How to Enable Ethernet on Luckfox Pico Mini

The Luckfox Pico Mini is a thesaurus of a name for a teeny Rockchip RV1103 development board that can run Linux (mainly Ubuntu and buildroot).

It has a bunch of the usual pins and peripherals, but unfortunately there is no traditional networking (WIFI/LAN). You can use RNDIS to run TCP over USB which does work – it just removes the point of an SoC if you need a ‘host’ PC to talk to it.


Fortunately the Mini has a PHY and MAC, broken out to the bottom edge which you can link to an ethernet port. Even better, the Milk Duo V shares a similar interface, so you can use this ethernet adapter.

With a bit of soldering, we have a 5 pin dupont connector added to the exposed pins

Enable ethernet port

You need to enable the MAC by modifying the device tree. This tells the board via firmware which devices to enable.

Open <sdk_dir>/config/dts_config and add:

/**********ETH**********/
&gmac {
   # Change from 'disabled' to 'okay'
   status = "okay";
};

Ref: https://wiki.luckfox.com/Luckfox-Pico/Luckfox-Pico-SDK#4-modifying-device-tree

Rebuild the firmware, plug in the adapter and you’re done!

RJ45 adapter connected to the Mini

Connecting a network cable will get an address via DHCP and everything works… but the LEDs don’t :/

Enable port LEDs

The RJ45 jack on the ethernet board (https://www.lcsc.com/datasheet/lcsc_datasheet_1811141815_HANRUN-Zhongshan-HanRun-Elec-HR911105A_C12074.pdf) has two LEDs which are normally used to show link – cable is connected – and activity – flashing when the network is in use. These LEDs are not broken out like the jack connections, so we’ll need to add connections ourselves with some more soldering.

Two RJ45 breakout boards with heatshrink and nail polish added for resistors.

Its straight-forward – add two 100R resistors to the LED pins, some heatshrink and some nail-polish to mitigate shorts.

We’ll need to also add some extra headers to the Mini’s GPIO. I picked two closest to the ETH pins; 11 and 12. We’ll use 11 (GPIO1_C5_d) for link and 12 (GPIO1_D0_d) for activity. Pretty sure any pin could be used, just avoid the 1.8V ones.

Source: https://wiki.luckfox.com/Luckfox-Pico/Luckfox-Pico-GPIO
Extra pin headers added to GPIO

We need to enable the LED netdev trigger which will add link, rx and tx as triggers to our LEDs.

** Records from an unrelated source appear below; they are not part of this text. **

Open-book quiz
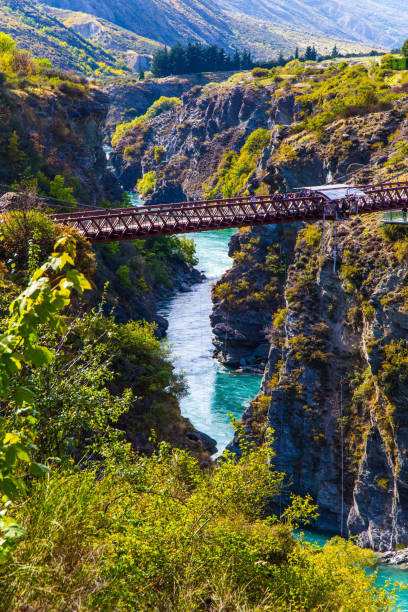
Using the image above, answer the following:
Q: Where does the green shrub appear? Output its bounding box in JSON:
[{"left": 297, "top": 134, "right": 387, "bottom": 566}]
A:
[
  {"left": 205, "top": 129, "right": 271, "bottom": 199},
  {"left": 116, "top": 264, "right": 131, "bottom": 288},
  {"left": 137, "top": 170, "right": 157, "bottom": 196},
  {"left": 112, "top": 97, "right": 181, "bottom": 146},
  {"left": 154, "top": 145, "right": 166, "bottom": 162},
  {"left": 251, "top": 67, "right": 270, "bottom": 79},
  {"left": 297, "top": 225, "right": 322, "bottom": 248},
  {"left": 0, "top": 436, "right": 393, "bottom": 611}
]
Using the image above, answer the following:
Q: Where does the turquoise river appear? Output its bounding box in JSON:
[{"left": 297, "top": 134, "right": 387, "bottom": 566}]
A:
[{"left": 158, "top": 225, "right": 408, "bottom": 610}]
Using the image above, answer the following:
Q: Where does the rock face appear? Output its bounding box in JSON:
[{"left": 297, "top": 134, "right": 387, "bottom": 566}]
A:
[
  {"left": 224, "top": 216, "right": 408, "bottom": 551},
  {"left": 111, "top": 78, "right": 296, "bottom": 198},
  {"left": 210, "top": 223, "right": 298, "bottom": 371},
  {"left": 105, "top": 73, "right": 236, "bottom": 138},
  {"left": 0, "top": 79, "right": 121, "bottom": 205}
]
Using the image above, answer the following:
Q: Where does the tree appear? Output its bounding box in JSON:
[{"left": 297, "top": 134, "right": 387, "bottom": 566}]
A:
[
  {"left": 331, "top": 44, "right": 339, "bottom": 58},
  {"left": 402, "top": 39, "right": 408, "bottom": 57},
  {"left": 49, "top": 175, "right": 76, "bottom": 203},
  {"left": 305, "top": 46, "right": 317, "bottom": 61},
  {"left": 0, "top": 32, "right": 15, "bottom": 55},
  {"left": 295, "top": 47, "right": 299, "bottom": 59},
  {"left": 139, "top": 69, "right": 145, "bottom": 80},
  {"left": 8, "top": 131, "right": 26, "bottom": 170},
  {"left": 232, "top": 48, "right": 241, "bottom": 69}
]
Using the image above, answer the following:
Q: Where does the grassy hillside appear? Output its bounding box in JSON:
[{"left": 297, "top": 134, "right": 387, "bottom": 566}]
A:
[
  {"left": 0, "top": 0, "right": 131, "bottom": 76},
  {"left": 45, "top": 5, "right": 163, "bottom": 70}
]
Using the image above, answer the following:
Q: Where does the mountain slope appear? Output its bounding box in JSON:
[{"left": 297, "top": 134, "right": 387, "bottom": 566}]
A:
[
  {"left": 0, "top": 0, "right": 130, "bottom": 75},
  {"left": 41, "top": 0, "right": 380, "bottom": 62},
  {"left": 220, "top": 0, "right": 407, "bottom": 48},
  {"left": 43, "top": 5, "right": 162, "bottom": 70},
  {"left": 42, "top": 0, "right": 234, "bottom": 48}
]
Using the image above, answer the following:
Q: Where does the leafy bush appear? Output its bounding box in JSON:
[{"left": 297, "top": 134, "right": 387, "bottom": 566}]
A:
[
  {"left": 154, "top": 145, "right": 166, "bottom": 162},
  {"left": 0, "top": 236, "right": 91, "bottom": 562},
  {"left": 137, "top": 170, "right": 157, "bottom": 196},
  {"left": 116, "top": 263, "right": 131, "bottom": 288},
  {"left": 0, "top": 210, "right": 94, "bottom": 278},
  {"left": 112, "top": 97, "right": 181, "bottom": 146},
  {"left": 251, "top": 67, "right": 270, "bottom": 78},
  {"left": 0, "top": 432, "right": 395, "bottom": 611},
  {"left": 297, "top": 224, "right": 322, "bottom": 248},
  {"left": 293, "top": 63, "right": 397, "bottom": 134}
]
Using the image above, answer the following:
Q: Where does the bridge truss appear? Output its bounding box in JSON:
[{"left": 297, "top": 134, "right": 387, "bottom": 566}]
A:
[{"left": 50, "top": 182, "right": 408, "bottom": 244}]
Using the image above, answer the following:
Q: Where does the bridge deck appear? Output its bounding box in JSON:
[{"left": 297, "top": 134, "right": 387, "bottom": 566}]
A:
[{"left": 51, "top": 182, "right": 408, "bottom": 243}]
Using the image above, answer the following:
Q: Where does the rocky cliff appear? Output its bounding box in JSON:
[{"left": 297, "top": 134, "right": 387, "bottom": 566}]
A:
[
  {"left": 0, "top": 73, "right": 120, "bottom": 204},
  {"left": 110, "top": 74, "right": 296, "bottom": 197},
  {"left": 105, "top": 72, "right": 235, "bottom": 138},
  {"left": 225, "top": 216, "right": 408, "bottom": 551}
]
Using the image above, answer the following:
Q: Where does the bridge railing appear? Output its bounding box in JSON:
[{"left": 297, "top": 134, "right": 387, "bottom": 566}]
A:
[{"left": 49, "top": 181, "right": 408, "bottom": 243}]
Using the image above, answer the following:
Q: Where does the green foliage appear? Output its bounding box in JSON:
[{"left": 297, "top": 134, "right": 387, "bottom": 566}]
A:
[
  {"left": 251, "top": 67, "right": 270, "bottom": 78},
  {"left": 0, "top": 235, "right": 91, "bottom": 562},
  {"left": 205, "top": 129, "right": 271, "bottom": 199},
  {"left": 362, "top": 301, "right": 376, "bottom": 322},
  {"left": 273, "top": 307, "right": 287, "bottom": 328},
  {"left": 293, "top": 63, "right": 397, "bottom": 135},
  {"left": 7, "top": 131, "right": 26, "bottom": 170},
  {"left": 297, "top": 224, "right": 322, "bottom": 248},
  {"left": 137, "top": 170, "right": 157, "bottom": 196},
  {"left": 49, "top": 174, "right": 77, "bottom": 203},
  {"left": 152, "top": 42, "right": 252, "bottom": 78},
  {"left": 273, "top": 144, "right": 299, "bottom": 163},
  {"left": 112, "top": 97, "right": 181, "bottom": 146},
  {"left": 0, "top": 210, "right": 95, "bottom": 279},
  {"left": 0, "top": 33, "right": 15, "bottom": 55},
  {"left": 116, "top": 263, "right": 131, "bottom": 288},
  {"left": 0, "top": 434, "right": 395, "bottom": 610},
  {"left": 154, "top": 145, "right": 166, "bottom": 162},
  {"left": 378, "top": 339, "right": 408, "bottom": 397},
  {"left": 171, "top": 235, "right": 198, "bottom": 266}
]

Open <sdk_dir>/config/kernel_defconfig and make sure you have the following set:

CONFIG_LEDS_GPIO=y
CONFIG_LEDS_TRIGGERS=y
CONFIG_LEDS_TRIGGER_NETDEV=y

We’ll now need to add our two new LEDs to the device tree – the same place we enabled the ETH MAC.

Open <sdk_dir>/config/dts_config and add:

&leds {
   compatible = "gpio-leds";
   /** PIN 11 GPIO1_C5_d */
   eth_link {
      gpios = <&gpio1 RK_PC5 GPIO_ACTIVE_HIGH>;
      linux,default-trigger = "netdev";
      default-state = "off";
   };
   /** PIN 12 GPIO1_D0_d */
   eth_act {
      gpios = <&gpio1 RK_PD0 GPIO_ACTIVE_HIGH>;
      linux,default-trigger = "netdev";
      default-state = "off";
   };
};

Ref: https://stackoverflow.com/questions/63484352/device-tree-config-for-netdev-trigger-sources-to-control-led-based-on-link-statu

Build your firmware as usual and copy to an SD card.

Boot and you’ll see that still, nothing lights up :/

Thats because we need to run a few lines to configure which network port we’re monitoring activity and link for – the device tree doesn’t allow us to do that.

Run:

# Might need 'sudo passwd root' to configure your root account first
su root

# Assumes 'eth0' is the port to monitor
echo eth0 > /sys/class/leds/eth_link/device_name
echo eth0 > /sys/class/leds/eth_act/device_name

# Now we'll assign what triggers should be active
echo 1 > /sys/class/leds/eth_link/link
echo 1 > /sys/class/leds/eth_act/rx
echo 1 > /sys/class/leds/eth_act/tx

Tada!

There are many ways to automate this script, but I’ll leave that up to the reader.